Economic convergence

Economic convergence

The world of automation is already changing society.

Having a bent for maths and statistics, I decided to take a look at comparing a couple of the jobs with those we could expect to see in 20 years time.

Service Workers I started with the total costs with a prediction based on past increases for fast-food workers. The data is sourced from the US Department of Labor, and the statistics are publicly available there.

The time range is from 1990 to 2025. The top of the green section provides a 5% confidence interval for the high range of total employee costs (holidays, sick days, etc.) The lower range (above the blue section) is the lower range 5% salary.

I have done the same based on calculations of robotic costs from a number of industrial robotic corporations. These range from ones I have noted and include those such as iRobot.

We see in the graph below that the overlap has already occurred.

This is much clearer in the following display where we have only the mean costs for workers and robotic devices compared.

From this, we can see that the cost of using people in the fast food industry was actually greater than automation from 2009.

We can expect those new automated systems to start moving into the city ecosystem very quickly as new markets open and the economics start to be seen.

This is of course one of the reasons some other parts of society have been changing. All of the following organizations also fall into the economically non-viable category already and would actually make more sense as an automate system:

    • video stores
    • music stores
    • book stores
    • supermarkets
    • fast food

One reason we are not here at this point is the sunk costs that have already been invested. These existing stores and franchises do make money (although at a greater overhead), and there are costs in moving from an existing model to a new one.

That stated, I would not be looking to sink funds into a new food franchise right now. Not unless it is a little novel and far more automated.

Skilled workers On the other side, this study has taken airline pilots as a skilled-work base that could be automated. Based on the automation of many systems and the use of software for US drones, we can see the ability to replace pilots with automated systems.

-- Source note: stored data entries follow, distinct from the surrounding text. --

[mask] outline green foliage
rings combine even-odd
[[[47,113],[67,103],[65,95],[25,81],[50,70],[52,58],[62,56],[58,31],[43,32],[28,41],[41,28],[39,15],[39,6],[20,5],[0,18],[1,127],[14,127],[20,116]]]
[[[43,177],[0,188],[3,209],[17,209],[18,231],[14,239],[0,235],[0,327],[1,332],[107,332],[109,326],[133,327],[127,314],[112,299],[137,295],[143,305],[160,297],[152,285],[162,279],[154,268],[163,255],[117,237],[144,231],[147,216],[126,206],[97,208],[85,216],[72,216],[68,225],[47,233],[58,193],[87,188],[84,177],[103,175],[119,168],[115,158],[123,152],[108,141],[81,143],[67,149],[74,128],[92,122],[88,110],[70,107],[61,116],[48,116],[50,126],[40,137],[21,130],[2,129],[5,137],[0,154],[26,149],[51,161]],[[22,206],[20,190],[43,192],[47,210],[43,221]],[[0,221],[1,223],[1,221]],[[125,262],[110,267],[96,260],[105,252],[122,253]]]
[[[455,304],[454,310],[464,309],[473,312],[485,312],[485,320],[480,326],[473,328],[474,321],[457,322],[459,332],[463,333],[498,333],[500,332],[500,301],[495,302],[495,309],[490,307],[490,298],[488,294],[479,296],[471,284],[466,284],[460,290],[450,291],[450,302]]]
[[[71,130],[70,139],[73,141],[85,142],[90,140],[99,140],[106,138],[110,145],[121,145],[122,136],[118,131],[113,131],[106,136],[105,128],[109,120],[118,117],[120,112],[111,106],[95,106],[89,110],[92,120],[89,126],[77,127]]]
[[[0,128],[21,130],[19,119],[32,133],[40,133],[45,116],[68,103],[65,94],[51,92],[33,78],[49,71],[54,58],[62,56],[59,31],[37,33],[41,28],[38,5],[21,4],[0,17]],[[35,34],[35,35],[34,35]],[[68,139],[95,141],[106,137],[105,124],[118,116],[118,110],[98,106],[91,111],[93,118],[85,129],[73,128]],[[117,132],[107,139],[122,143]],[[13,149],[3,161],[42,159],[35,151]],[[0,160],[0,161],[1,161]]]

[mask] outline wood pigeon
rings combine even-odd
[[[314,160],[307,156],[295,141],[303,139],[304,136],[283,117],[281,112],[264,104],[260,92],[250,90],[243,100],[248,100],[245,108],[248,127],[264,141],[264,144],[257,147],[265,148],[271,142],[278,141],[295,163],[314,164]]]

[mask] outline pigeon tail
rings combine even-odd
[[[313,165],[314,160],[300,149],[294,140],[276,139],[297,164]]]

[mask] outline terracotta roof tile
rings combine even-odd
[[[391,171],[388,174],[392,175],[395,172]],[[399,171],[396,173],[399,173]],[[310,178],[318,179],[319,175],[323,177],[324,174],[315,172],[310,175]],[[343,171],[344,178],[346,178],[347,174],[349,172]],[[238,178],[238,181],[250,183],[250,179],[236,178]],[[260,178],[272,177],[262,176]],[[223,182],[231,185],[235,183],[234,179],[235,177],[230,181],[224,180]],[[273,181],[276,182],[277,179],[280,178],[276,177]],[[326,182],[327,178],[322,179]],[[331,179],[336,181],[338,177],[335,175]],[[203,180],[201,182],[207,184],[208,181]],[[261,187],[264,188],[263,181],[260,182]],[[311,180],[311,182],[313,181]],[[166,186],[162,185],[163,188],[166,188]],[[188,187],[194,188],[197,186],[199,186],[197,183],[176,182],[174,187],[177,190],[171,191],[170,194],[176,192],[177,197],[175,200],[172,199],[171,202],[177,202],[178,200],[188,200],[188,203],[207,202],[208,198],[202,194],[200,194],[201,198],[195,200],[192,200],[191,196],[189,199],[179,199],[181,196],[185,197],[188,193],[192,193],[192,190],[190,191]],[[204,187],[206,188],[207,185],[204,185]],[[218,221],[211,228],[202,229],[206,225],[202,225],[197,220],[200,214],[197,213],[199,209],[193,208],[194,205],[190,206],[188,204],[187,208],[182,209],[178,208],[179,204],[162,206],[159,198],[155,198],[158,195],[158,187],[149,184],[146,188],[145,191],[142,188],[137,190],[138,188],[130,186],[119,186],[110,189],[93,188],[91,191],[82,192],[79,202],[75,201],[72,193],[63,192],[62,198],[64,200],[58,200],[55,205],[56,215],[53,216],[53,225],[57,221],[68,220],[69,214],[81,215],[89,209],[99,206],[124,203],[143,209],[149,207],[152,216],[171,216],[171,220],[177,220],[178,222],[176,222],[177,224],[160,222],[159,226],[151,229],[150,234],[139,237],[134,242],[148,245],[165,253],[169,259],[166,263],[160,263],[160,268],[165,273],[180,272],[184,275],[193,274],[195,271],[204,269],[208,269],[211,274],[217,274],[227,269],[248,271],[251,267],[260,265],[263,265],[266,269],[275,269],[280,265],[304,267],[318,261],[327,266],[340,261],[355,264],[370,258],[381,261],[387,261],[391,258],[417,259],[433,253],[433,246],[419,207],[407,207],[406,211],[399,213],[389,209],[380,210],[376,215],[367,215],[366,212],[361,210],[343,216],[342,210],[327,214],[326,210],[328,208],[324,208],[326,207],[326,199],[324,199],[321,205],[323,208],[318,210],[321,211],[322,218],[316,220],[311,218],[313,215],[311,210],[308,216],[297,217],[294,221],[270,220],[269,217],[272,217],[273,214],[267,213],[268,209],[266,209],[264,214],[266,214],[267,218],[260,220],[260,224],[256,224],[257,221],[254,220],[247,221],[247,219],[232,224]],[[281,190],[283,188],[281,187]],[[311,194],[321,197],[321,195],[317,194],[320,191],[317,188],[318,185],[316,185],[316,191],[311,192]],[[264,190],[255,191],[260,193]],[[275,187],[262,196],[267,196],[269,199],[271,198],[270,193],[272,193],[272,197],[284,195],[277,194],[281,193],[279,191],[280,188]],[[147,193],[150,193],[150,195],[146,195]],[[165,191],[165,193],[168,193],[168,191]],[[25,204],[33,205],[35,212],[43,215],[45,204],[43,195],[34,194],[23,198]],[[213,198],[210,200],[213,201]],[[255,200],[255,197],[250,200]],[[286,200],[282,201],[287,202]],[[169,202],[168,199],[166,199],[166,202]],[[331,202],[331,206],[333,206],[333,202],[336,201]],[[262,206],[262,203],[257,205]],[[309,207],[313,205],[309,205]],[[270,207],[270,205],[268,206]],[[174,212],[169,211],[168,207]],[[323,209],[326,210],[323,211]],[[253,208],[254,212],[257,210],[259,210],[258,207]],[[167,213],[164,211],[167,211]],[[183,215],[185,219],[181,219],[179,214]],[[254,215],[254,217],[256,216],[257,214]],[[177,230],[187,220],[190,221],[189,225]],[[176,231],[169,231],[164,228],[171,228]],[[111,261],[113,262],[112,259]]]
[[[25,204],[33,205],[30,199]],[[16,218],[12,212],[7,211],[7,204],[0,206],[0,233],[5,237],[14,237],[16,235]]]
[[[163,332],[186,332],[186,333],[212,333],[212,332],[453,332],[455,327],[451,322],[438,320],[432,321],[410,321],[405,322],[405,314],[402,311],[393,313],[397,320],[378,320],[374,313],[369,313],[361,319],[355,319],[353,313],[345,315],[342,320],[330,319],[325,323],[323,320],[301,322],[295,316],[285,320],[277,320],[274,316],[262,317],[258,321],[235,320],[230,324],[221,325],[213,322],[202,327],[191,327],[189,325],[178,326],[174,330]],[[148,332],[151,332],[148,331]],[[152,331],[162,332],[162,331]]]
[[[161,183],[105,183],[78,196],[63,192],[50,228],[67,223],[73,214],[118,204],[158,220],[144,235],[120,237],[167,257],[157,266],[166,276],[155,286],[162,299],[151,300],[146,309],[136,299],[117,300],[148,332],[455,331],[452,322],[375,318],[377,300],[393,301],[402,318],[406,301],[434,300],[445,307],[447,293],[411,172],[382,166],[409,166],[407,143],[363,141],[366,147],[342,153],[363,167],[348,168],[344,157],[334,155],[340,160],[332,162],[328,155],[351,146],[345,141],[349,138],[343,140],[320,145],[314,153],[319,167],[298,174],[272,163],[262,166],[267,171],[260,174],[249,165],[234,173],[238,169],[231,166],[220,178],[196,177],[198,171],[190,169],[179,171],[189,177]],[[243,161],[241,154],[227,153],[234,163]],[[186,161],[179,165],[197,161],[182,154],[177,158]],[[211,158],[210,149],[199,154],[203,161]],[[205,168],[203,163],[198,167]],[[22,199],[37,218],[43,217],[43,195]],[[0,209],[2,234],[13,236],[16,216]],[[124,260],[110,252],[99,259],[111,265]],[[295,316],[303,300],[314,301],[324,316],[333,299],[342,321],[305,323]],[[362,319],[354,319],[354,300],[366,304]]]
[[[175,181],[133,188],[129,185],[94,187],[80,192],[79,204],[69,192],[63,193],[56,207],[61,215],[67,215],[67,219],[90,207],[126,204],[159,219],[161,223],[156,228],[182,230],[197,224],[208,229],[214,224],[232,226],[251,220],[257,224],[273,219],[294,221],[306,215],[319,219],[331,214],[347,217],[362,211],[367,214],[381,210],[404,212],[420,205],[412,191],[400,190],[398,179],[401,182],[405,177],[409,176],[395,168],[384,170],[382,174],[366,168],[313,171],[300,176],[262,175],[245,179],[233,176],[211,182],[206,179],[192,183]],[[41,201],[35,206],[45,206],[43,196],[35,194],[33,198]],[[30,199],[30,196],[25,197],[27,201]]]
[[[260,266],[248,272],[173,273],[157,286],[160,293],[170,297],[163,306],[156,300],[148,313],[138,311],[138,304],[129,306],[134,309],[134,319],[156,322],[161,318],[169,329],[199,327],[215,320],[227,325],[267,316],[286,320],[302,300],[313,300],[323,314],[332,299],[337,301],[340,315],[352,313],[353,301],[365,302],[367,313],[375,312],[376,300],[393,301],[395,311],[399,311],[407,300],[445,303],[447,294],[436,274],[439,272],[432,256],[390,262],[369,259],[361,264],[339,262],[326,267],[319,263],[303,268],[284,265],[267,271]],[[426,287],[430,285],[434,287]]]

We will look at the costs of employing a pilot against an automated system. There is a requirement for a co-pilot as well, and this does increment the cost.

We again see a steady rise in the cost of these highly skilled individuals.

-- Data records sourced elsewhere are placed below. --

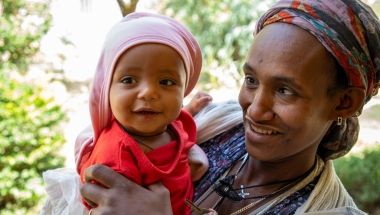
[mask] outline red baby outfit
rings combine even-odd
[[[173,214],[190,214],[185,199],[192,199],[193,184],[187,155],[195,143],[196,127],[192,116],[181,111],[169,128],[177,140],[144,154],[138,143],[113,120],[101,133],[93,151],[83,155],[81,181],[84,182],[84,170],[95,163],[109,166],[143,186],[161,181],[170,191]]]

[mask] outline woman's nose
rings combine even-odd
[[[251,96],[247,109],[248,116],[254,121],[268,121],[273,119],[273,95],[265,89],[257,89]]]

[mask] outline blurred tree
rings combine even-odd
[[[91,1],[92,0],[81,0],[82,8],[84,9],[88,8],[89,5],[91,4]],[[128,3],[125,2],[124,0],[116,0],[116,2],[119,6],[121,15],[124,17],[128,15],[129,13],[132,13],[136,10],[136,6],[139,0],[129,0]]]
[[[136,6],[139,0],[130,0],[129,4],[125,3],[123,0],[117,0],[117,4],[119,5],[121,15],[126,16],[136,10]]]
[[[274,0],[164,0],[163,13],[181,20],[196,35],[204,54],[204,90],[240,86],[242,61],[259,16]]]
[[[61,108],[25,81],[51,22],[49,0],[0,1],[0,215],[36,214],[41,173],[63,165]]]

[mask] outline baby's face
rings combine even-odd
[[[130,133],[162,133],[182,107],[186,71],[181,56],[162,44],[141,44],[124,52],[114,69],[110,105]]]

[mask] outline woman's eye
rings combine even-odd
[[[286,87],[279,88],[278,92],[283,94],[283,95],[287,95],[287,96],[295,95],[295,92],[293,90],[286,88]]]
[[[136,83],[136,80],[134,80],[132,77],[124,77],[123,79],[121,79],[121,83],[133,84],[133,83]]]
[[[257,85],[257,80],[252,76],[245,76],[244,82],[249,87],[253,87]]]
[[[175,85],[175,81],[164,79],[160,81],[160,84],[165,85],[165,86],[172,86],[172,85]]]

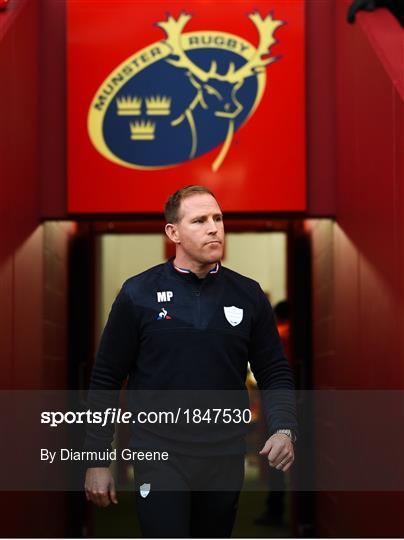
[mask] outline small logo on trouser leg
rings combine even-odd
[[[140,486],[140,495],[145,499],[150,493],[151,484],[142,484]]]

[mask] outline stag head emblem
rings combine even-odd
[[[128,58],[98,90],[89,115],[103,113],[97,134],[89,121],[95,146],[112,161],[142,169],[172,166],[219,147],[212,162],[217,171],[234,132],[258,106],[267,66],[279,58],[271,48],[284,22],[258,12],[248,18],[258,33],[256,47],[228,33],[185,32],[187,13],[158,22],[164,39]],[[102,143],[100,129],[107,134]]]

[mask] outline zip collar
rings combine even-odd
[[[188,268],[180,268],[179,266],[174,264],[174,259],[173,259],[172,265],[174,266],[174,270],[177,270],[177,272],[180,272],[181,274],[193,274],[193,272],[191,272],[191,270],[188,270]],[[216,266],[212,268],[212,270],[209,270],[208,274],[217,274],[217,272],[219,272],[218,262],[216,263]],[[203,279],[203,278],[199,278],[199,279]]]
[[[192,282],[192,283],[202,283],[206,281],[211,281],[216,276],[220,274],[221,269],[221,263],[218,261],[216,265],[212,268],[212,270],[209,270],[208,274],[204,278],[198,277],[196,274],[194,274],[191,270],[188,268],[181,268],[174,264],[175,257],[171,257],[166,262],[166,267],[170,274],[174,274],[179,279],[185,279],[186,281]]]

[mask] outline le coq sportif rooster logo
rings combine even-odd
[[[227,32],[185,32],[191,15],[157,23],[164,39],[124,60],[98,88],[88,132],[107,159],[137,169],[172,167],[217,148],[217,171],[233,135],[258,107],[275,32],[272,14],[248,15],[257,46]]]

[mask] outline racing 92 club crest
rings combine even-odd
[[[95,92],[88,112],[92,144],[124,167],[174,167],[217,149],[216,172],[236,131],[266,88],[277,30],[273,13],[253,11],[258,44],[220,31],[186,31],[191,15],[156,22],[162,39],[134,52]],[[267,74],[268,70],[268,74]]]

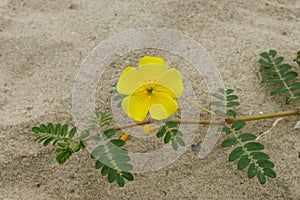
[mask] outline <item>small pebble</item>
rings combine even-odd
[[[32,107],[32,105],[27,105],[26,106],[26,110],[31,110],[33,107]]]
[[[199,152],[201,149],[201,142],[197,142],[195,144],[192,144],[192,151],[195,151],[195,152]]]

At the same time and with the same 5% confidence intervals, we see the costs of automated robotic systems decreasing.

We see for this industry, the effects of better automated systems are having a far greater impact. The economics are rapidly converging to a point where it makes an infeasible system possible.

We do however need to change the axis as the exponential decrease in costs is far more significant in this environment.

Extending the axis, we see that for the highly skilled pilot the estimated time for convergence is someplace between 2019 and 2022. And a view of just the mean costs again has to be re-positioned so that we can see this better.

The future is radically different to today

Just looking at the mean costs again, we see that automated systems become more economically viable somewhere in the 2020s.

The difficulty will not be the economics, but in the uptake of these systems. People will be hesitant at first, but once one airline starts changing, the economics of this process will result in a rapid convergence towards all airlines automating.